Today and every day we pay tribute to one of the greatest heroes of the 20th century, Rosa Parks, who would not give up her seat on the bus and fought all her life for equal rights. “Some people say I was tired” when she refused the bus driver’s order to move to the back of the bus, but as she explained in her autobiography, “The only tired I was was tired of giving.”
Today — and every day — we salute the vision and courage of Rosa Parks, not just for what she did one day in being arrested for refusing to give up her seat on a Montgomery, Alabama bus to a white passenger, but for a lifetime of commitment to the cause of equality. Contrary to what many people have written and said about her, the decision to break the law and get arrested was not an impulsive one and it was not because she was tired that day. It was a deliberate strategy from an active member of the local NAACP to challenge the barbarity of the laws enforcing segregation. Her modesty and grace made her a good choice but we should not forget her strength and sacrifice in the cause of justice. We can best honor her example by finding your way to bring greater justice to the world.
The US Postal Service has issued a new stamp in her honor.
This is the story of the civil rights movement, from 1952-1965. Interviews and archival footage tell the story of the 1954 Supreme Court decision in Brown v. Board of Education that declared school segregation unconstitutional and the Montgomery bus boycott that forced the South to begin to allow equal access in public accommodations. As momentous as those events were, they were even more significant in what came next — decades of social, legal, and cultural upheavals that would lead to the Civil Rights Act, the 1967 Supreme Court decision in Loving v. Virginia abolishing the laws that prohibited inter-marriage, and, a generation later, the country’s first African-American President. The bigotry is shocking to us today, which is all the more reason we need this documentation. And the heroes are here: Rosa Parks, Martin Luther King, Thurgood Marshall, and more.
The PBS series, its sequel, and the companion volumes by Juan Williams are an indispensable reminder of our past and inspiration for our future. The struggle continues.
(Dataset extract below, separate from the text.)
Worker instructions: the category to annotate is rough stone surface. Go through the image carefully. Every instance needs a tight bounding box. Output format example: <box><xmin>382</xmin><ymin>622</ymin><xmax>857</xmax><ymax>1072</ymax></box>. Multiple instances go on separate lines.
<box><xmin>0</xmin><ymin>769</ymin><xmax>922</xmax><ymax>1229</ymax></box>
I’m not where I want to be.
I’m not where I’m going to be.
But thank God, I’m not where I was.
On Thursday December 1, 1955, Rosa Parks, a seamstress and a volunteer secretary for the NAACP, was sitting in the section of a public bus reserved for black passengers. As she rode, the seats designated for white riders were filled and the driver told her and three other seated black passengers to get up so the whites could sit. She refused and she was arrested.
“People always say that I didn’t give up my seat because I was tired,” she wrote, “but that isn’t true. I was not tired physically, or no more tired than I usually was at the end of a working day. I was not old, although some people have an image of me as being old then. I was forty-two. No, the only tired I was, was tired of giving in.”
A young minister, new in town, the Reverend Doctor Martin Luther King, led the bus boycott in protest of her arrest. It is important to remember how modest the demands were. King’s group did not ask that the buses be fully integrated. They only asked that the black riders should not have to move. When the segregation was ruled unconstitutional, Dr. King circulated a memo to remind the black community that not all white people supported segregation and that they should be courteous, even in the face of insults. He urged them to maintain “a calm and loving dignity” and to “pray for the oppressor and use moral and spiritual force to carry on the struggle for justice.”